Even though prices of private properties have continued to increase despite the economic uncertainty, we could see that the effect of the cooling measures have cause a slower rise in prices as when compared with 2010.
Currently, we cane easily see that although property prices are holding up, sales are starting to stagnate. I’m going to attribute this for the following 2 reasons:
1) Many owners’ unwillingness to sell at affordable prices and buyers’ unwillingness to commit to a higher the price tag.
2) Existing demand for properties exceeding supply due to owners finding yourself in no hurry to sell, consequently in order to a improve prices.

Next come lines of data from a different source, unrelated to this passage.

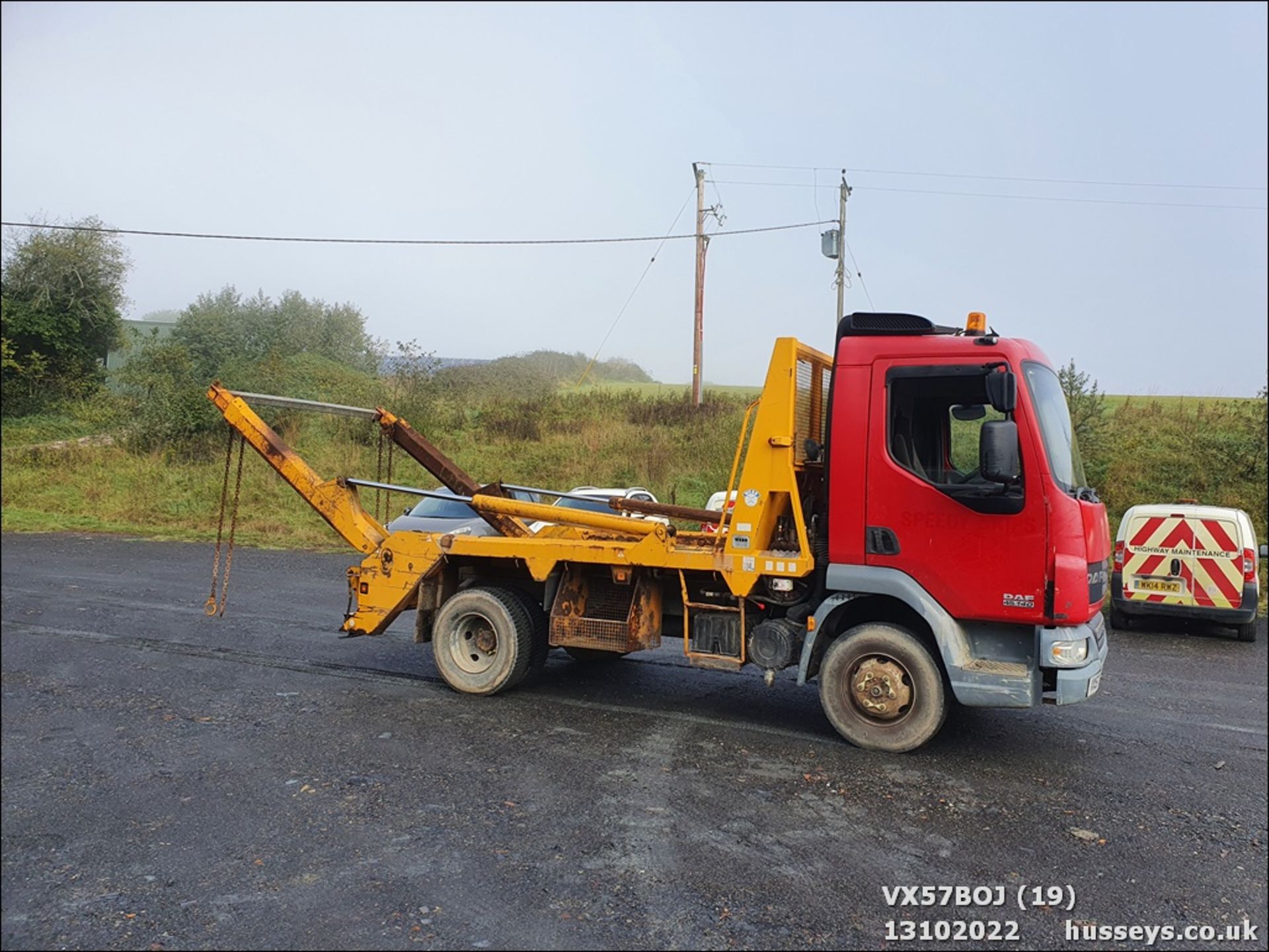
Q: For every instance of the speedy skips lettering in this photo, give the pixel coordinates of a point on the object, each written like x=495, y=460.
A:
x=1178, y=561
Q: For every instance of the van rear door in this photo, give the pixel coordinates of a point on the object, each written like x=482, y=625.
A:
x=1217, y=563
x=1159, y=560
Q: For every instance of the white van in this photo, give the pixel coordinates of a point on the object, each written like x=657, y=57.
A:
x=1190, y=562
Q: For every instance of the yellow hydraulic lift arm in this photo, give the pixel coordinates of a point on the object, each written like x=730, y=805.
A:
x=334, y=499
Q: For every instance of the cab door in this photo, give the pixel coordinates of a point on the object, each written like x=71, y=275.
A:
x=1159, y=560
x=978, y=548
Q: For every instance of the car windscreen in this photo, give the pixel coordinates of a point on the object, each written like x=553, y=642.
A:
x=437, y=507
x=588, y=505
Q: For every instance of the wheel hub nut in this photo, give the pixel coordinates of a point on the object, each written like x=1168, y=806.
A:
x=880, y=690
x=486, y=640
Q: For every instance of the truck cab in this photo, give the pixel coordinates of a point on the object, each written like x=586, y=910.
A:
x=958, y=514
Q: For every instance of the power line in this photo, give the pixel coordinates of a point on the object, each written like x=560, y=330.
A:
x=408, y=241
x=634, y=289
x=858, y=273
x=993, y=194
x=994, y=178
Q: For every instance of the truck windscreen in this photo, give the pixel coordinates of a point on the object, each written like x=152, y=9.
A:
x=1055, y=425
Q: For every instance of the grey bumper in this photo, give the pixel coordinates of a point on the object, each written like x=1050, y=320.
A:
x=1075, y=685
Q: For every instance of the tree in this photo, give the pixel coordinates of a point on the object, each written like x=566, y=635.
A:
x=1088, y=416
x=63, y=295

I would advise investors to view their Singapore property assets as long-term investments. Really should not be excessively alarmed by a slowdown in the property market as their assets will consistently benefit in time and trend of value due to the following:
a) Good governance in jade scape singapore
b) Land scarcity in Singapore, and,
c) Inflation which will place and upward pressure on prices
For buyers who would like invest various other types of properties aside from the residential segment (such as New Launches & Resales), they furthermore consider buying shophouses which likewise might help generate passive income; and thus not subject to the recent government cooling measures such as the 16% SSD and 40% downpayment required on homes.
I cannot help but stress the need for having ‘holding power’. You shouldn’t be instructed to sell household (and develop a loss) even during a downturn. Be aware that the property market moves in a cyclical pattern and really sell only during an uptrend.